Layer 2-4: Detection & Tracking

The Detection layers use a dual-stage approach: YOLOv8 for person detection and tracking, followed by InsightFace SCRFD for face detection. This combination provides robust person tracking with accurate face recognition.

Overview

Layer	Component	Technology	Purpose
2	Person Detection	YOLOv8	Detect all people in frame
3	Tracking	ByteTrack	Assign persistent IDs
4	Face Detection	InsightFace SCRFD	Locate faces in full frame

Layer 2: Person Detection (YOLOv8)

YOLOv8 from Ultralytics provides fast and accurate person detection.

Key Features

Feature	Description
Real-time Detection	20-30+ FPS on modern hardware
High Accuracy	State-of-the-art object detection
Person Only	Filters to class 0 (person)
Confidence Scores	Detection confidence per person

Detection Process

Frame is passed to YOLOv8 model
Model detects all objects in frame
Filter to class 0 (person) only
Return bounding boxes with confidence scores
Pass to ByteTrack for tracking

Model Options

Model	Speed	Accuracy	Size	Use Case
`yolov8n.pt`	Fastest	Good	~6MB	Real-time (default)
`yolov8s.pt`	Fast	Better	~22MB	Balanced
`yolov8m.pt`	Medium	High	~52MB	Higher accuracy

Configuration

Setting	Description	Default
YOLO Model	Detection model	yolov8n.pt
YOLO Confidence	Minimum confidence	0.8
YOLO Classes	Object classes	[0] (person)

Layer 3: Tracking (ByteTrack)

ByteTrack provides persistent tracking IDs across video frames.

Key Features

Feature	Description
Persistent IDs	Stable track IDs across frames
Motion Prediction	Handles temporary occlusions
Re-identification	Recovers ID when person re-enters
Multi-object	Tracks multiple people simultaneously

Tracking Process

Receive person detections from YOLOv8
Match detections to existing tracks using IoU and motion
Assign new track IDs to unmatched detections
Predict locations for temporarily lost tracks
Return TrackedPerson objects with stable IDs

Tracker Options

Tracker	Description
`bytetrack.yaml`	Default, fast and accurate
`botsort.yaml`	Alternative with different motion model

Configuration

Setting	Description	Default
YOLO Tracker	Tracker config file	bytetrack.yaml
Track Mode	all or known_only	all
Show Track ID	Display IDs in output	True

Layer 4: Face Detection (InsightFace SCRFD)

InsightFace SCRFD detects faces in the full frame for maximum accuracy.

Key Features

Feature	Description
Multi-face Detection	Detect multiple faces in single frame
High Accuracy	Works with varied angles and lighting
Landmarks	5-point facial landmarks included
Embeddings	512-d embedding extracted per face
Confidence Score	Detection confidence (det_score)

Detection Process

Full frame is passed to InsightFace (not cropped to person boxes)
SCRFD detects all faces in the image
Each face includes bbox, det_score, landmarks, embedding
Quality filtering removes low-quality detections
Valid faces proceed to recognition and IoU matching

Why Full-Frame Detection?

Higher accuracy - SCRFD optimized for full-frame detection
Better small face detection - Not constrained by person crop
Faster - Single detection pass instead of per-person crops
IoU matching - Links faces to tracked persons by spatial overlap

Quality Filtering

Not all detected faces are suitable for recognition.
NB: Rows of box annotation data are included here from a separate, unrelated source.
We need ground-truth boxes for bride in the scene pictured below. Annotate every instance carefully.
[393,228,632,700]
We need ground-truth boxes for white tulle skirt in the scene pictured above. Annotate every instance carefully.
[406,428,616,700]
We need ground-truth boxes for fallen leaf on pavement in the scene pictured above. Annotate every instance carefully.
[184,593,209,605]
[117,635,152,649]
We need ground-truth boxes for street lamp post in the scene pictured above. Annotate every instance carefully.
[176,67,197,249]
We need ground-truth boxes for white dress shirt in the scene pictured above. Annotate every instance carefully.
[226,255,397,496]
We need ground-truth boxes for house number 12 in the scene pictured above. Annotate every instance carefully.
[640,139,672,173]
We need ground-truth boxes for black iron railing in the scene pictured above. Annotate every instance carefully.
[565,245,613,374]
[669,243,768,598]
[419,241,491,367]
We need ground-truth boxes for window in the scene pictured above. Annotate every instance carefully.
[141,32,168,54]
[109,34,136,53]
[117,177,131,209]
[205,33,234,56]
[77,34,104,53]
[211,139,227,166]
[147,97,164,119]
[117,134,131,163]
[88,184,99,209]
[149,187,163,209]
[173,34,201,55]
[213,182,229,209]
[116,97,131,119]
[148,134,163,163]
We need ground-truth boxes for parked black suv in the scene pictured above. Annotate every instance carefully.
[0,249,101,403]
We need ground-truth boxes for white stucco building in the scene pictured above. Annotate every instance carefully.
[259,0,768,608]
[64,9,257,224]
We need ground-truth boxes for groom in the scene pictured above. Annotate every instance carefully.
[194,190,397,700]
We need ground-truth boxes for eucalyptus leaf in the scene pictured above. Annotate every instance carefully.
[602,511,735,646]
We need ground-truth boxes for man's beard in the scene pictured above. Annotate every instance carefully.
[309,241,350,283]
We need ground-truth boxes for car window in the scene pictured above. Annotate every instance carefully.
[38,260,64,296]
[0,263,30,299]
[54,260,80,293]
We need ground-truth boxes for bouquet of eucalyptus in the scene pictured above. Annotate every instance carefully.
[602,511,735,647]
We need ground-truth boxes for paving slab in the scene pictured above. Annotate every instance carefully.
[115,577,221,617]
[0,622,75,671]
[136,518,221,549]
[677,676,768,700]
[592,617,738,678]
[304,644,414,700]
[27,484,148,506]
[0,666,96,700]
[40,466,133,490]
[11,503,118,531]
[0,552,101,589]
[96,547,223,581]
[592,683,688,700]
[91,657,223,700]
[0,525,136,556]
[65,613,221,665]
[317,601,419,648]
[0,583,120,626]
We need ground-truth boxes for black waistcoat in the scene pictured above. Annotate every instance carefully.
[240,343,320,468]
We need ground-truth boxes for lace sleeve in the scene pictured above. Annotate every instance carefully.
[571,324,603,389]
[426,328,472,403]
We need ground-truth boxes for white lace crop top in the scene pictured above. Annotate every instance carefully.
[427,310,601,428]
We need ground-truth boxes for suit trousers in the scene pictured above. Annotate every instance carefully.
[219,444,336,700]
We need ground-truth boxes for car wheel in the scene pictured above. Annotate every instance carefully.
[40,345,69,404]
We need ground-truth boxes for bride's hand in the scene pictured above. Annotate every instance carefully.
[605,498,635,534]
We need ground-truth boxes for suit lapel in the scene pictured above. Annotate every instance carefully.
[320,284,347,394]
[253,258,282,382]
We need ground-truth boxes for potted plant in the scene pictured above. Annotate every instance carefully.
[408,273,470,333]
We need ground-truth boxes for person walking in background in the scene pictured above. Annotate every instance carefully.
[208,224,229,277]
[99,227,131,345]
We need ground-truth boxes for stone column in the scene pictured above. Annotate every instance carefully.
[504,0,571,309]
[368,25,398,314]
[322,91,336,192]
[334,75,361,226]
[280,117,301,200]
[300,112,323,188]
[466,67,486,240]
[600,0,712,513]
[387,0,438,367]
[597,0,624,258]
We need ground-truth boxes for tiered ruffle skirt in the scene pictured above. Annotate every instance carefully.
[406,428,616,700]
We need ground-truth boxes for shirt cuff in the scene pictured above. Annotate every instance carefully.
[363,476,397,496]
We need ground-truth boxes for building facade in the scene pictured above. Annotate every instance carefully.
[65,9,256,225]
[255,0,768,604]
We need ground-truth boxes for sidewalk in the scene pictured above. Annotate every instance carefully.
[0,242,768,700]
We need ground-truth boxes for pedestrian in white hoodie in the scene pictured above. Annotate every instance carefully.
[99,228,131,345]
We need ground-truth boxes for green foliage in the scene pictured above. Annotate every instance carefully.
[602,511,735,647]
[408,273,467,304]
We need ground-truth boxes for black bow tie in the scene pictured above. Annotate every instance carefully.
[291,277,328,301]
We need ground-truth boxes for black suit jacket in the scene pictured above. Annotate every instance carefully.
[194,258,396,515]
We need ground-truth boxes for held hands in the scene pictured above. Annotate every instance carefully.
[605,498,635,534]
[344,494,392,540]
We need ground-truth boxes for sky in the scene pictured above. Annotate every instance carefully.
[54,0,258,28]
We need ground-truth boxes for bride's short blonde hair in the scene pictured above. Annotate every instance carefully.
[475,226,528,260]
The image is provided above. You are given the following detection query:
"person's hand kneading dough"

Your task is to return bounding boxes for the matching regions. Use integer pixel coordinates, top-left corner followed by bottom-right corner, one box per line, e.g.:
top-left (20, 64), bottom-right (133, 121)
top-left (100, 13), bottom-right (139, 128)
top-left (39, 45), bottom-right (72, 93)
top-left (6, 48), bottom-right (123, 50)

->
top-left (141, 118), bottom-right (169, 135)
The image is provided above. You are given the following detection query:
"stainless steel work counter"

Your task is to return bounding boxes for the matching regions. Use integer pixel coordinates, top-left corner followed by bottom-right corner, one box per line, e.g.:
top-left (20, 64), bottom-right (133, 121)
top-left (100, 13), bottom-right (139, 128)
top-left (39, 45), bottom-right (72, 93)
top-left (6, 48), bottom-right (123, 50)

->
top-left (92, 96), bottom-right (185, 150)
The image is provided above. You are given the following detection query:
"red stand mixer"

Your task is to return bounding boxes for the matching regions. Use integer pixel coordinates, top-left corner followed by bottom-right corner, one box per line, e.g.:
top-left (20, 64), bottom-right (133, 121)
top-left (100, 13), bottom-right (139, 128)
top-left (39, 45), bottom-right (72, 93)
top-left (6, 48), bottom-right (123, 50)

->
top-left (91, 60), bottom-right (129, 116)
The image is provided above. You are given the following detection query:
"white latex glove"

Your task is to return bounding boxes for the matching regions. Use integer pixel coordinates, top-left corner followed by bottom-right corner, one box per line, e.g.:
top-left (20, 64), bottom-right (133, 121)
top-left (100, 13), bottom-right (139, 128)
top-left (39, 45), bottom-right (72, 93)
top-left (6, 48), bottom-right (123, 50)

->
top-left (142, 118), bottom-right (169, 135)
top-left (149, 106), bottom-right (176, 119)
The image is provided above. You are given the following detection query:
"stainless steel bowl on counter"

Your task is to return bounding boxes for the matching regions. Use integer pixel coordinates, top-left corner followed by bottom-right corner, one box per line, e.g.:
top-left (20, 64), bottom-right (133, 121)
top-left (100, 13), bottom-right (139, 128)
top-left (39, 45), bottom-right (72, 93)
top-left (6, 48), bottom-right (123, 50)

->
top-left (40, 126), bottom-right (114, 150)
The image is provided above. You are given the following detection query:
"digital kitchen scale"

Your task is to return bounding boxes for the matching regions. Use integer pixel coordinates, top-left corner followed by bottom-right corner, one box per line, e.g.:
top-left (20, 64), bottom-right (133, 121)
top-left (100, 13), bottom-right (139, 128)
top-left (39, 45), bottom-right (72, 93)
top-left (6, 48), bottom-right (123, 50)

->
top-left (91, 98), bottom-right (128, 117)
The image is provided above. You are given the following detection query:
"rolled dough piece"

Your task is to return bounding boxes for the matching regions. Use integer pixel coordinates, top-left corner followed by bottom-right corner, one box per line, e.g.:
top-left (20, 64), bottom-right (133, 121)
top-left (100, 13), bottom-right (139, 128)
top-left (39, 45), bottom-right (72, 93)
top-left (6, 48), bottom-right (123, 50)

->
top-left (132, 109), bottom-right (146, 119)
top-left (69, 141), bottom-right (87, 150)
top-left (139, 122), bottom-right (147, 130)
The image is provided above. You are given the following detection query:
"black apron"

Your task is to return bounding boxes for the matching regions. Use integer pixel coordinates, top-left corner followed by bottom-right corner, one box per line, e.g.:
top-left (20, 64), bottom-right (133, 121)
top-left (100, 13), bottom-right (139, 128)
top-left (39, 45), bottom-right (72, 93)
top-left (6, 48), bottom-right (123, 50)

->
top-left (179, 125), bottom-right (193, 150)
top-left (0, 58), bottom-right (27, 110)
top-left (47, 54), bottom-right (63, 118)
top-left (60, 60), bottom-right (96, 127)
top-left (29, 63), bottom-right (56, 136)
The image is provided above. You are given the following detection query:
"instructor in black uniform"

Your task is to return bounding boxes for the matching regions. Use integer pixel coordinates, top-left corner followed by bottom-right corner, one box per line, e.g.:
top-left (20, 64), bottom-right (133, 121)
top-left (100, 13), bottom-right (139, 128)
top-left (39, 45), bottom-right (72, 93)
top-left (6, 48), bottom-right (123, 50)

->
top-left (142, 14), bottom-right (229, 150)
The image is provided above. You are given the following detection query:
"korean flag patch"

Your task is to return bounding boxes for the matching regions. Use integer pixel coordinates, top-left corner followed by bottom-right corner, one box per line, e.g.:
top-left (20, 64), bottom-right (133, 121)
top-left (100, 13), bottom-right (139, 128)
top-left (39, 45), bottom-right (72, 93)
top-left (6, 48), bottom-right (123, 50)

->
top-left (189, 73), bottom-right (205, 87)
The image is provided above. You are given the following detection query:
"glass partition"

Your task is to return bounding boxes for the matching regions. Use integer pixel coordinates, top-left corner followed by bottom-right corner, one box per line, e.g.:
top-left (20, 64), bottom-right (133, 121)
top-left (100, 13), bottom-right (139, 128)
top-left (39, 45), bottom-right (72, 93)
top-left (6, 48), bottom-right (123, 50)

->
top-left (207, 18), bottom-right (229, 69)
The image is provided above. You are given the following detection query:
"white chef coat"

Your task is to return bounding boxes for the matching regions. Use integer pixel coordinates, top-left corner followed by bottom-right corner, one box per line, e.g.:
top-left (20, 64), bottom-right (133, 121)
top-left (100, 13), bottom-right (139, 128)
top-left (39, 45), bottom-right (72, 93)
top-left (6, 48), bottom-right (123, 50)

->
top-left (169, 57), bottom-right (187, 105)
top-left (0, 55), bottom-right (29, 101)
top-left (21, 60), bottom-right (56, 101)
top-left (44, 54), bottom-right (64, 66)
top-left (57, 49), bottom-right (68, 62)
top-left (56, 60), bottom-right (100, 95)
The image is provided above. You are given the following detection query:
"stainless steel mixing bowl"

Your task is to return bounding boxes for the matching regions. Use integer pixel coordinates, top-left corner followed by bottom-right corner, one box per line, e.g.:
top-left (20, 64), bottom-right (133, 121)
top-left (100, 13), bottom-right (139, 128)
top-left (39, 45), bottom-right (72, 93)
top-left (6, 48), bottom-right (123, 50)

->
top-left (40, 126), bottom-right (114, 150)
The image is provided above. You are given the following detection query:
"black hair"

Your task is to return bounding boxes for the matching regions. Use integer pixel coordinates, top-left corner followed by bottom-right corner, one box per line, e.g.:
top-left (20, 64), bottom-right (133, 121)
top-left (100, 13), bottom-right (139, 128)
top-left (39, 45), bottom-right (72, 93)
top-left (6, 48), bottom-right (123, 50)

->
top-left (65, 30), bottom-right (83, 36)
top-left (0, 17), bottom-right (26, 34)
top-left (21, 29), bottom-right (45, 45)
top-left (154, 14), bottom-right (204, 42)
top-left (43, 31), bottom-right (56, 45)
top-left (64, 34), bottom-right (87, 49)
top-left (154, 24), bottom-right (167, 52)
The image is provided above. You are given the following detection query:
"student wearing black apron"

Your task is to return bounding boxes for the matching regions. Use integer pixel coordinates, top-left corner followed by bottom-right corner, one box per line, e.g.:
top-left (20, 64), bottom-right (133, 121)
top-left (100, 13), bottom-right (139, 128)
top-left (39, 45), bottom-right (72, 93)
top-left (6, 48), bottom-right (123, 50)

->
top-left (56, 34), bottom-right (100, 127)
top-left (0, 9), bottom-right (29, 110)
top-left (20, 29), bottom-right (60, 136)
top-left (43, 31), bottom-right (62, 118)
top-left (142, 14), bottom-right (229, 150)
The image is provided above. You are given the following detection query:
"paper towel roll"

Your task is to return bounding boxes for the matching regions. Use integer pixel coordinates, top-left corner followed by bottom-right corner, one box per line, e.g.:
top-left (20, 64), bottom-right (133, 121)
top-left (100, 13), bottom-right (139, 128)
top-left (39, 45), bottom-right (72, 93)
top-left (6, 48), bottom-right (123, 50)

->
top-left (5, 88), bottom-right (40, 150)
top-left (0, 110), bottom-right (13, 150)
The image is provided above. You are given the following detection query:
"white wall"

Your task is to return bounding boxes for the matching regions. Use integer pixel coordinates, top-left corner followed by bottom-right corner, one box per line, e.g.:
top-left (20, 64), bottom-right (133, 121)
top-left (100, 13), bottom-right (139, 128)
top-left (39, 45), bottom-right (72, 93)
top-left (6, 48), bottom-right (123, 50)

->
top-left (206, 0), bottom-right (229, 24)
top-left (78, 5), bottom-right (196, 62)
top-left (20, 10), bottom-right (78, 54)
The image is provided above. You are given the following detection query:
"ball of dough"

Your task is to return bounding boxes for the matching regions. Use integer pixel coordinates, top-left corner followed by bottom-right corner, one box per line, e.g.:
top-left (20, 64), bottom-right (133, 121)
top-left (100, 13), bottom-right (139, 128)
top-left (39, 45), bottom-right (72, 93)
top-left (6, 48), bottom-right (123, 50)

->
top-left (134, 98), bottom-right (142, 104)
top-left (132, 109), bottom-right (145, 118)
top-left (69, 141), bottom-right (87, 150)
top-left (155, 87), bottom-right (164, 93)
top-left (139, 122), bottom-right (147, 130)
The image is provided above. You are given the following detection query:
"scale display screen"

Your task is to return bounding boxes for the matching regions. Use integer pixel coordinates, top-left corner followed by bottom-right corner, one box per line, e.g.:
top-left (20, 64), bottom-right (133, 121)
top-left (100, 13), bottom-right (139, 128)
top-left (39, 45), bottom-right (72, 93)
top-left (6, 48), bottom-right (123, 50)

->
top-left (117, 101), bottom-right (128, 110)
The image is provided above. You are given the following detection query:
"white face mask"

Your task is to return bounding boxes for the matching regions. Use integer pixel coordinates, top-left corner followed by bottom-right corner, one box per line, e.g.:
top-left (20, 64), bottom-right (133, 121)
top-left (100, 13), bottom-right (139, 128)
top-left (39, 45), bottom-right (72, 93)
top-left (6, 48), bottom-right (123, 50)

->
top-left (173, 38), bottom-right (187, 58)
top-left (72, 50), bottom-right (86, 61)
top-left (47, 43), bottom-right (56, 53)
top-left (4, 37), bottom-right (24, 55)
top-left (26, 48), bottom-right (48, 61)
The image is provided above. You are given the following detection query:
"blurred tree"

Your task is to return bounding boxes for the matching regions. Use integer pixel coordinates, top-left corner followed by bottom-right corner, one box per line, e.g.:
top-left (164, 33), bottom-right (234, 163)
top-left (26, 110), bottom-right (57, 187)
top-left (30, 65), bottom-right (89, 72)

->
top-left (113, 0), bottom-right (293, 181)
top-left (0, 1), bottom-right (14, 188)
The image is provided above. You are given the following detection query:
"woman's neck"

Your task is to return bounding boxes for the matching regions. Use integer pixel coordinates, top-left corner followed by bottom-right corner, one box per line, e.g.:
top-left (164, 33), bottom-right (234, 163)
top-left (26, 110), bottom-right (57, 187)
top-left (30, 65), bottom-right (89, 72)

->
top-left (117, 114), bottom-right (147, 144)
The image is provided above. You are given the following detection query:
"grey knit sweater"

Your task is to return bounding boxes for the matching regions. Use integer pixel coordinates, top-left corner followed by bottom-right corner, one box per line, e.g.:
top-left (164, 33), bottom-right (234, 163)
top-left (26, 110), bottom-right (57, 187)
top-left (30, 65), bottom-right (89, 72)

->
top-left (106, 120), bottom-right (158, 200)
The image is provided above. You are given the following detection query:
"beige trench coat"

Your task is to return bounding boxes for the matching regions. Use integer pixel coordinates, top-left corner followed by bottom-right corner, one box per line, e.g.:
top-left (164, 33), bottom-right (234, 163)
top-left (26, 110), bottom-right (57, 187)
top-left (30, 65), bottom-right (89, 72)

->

The system filters by:

Filter	Threshold	Purpose
Min Face Size	50 pixels	Ensure face detail
Quality Threshold	0.5	Detection confidence

Configuration

Setting	Description	Default
Model Name	InsightFace model	buffalo_l
Detection Size	Input size for detector	640x640
GPU Support	Enable CUDA	Off
Min Face Size	Minimum face pixels	50
Quality Threshold	Minimum detection confidence	0.5

Model Options

Model	Detection Speed	Accuracy	Size
buffalo_l	Medium	Highest	~400MB
buffalo_m	Fast	High	~200MB
buffalo_s	Fastest	Good	~100MB

Detection Size

Size	Speed	Small Face Detection
320x320	Fast	Poor
640x640	Medium	Good (default)
1280x1280	Slow	Excellent

IoU Matching

After person tracking and face detection, IoU (Intersection over Union) matching links faces to tracked persons.

Matching Process

For each tracked person bounding box
Calculate IoU with each detected face bounding box
Assign face with highest IoU to person
Link face identity to person track ID

Benefits

Stable identity - Face identity linked to tracked person
Identity caching - Last known identity preserved per track
Handles occlusions - Identity survives temporary face loss

Face Object Properties

Each detected face object contains:

Property	Type	Description
Bounding Box	Array	[x1, y1, x2, y2] coordinates
Detection Score	Float	Detection confidence (0-1)
Embedding	Array	512-d face embedding
Landmarks (5)	Array	5-point facial landmarks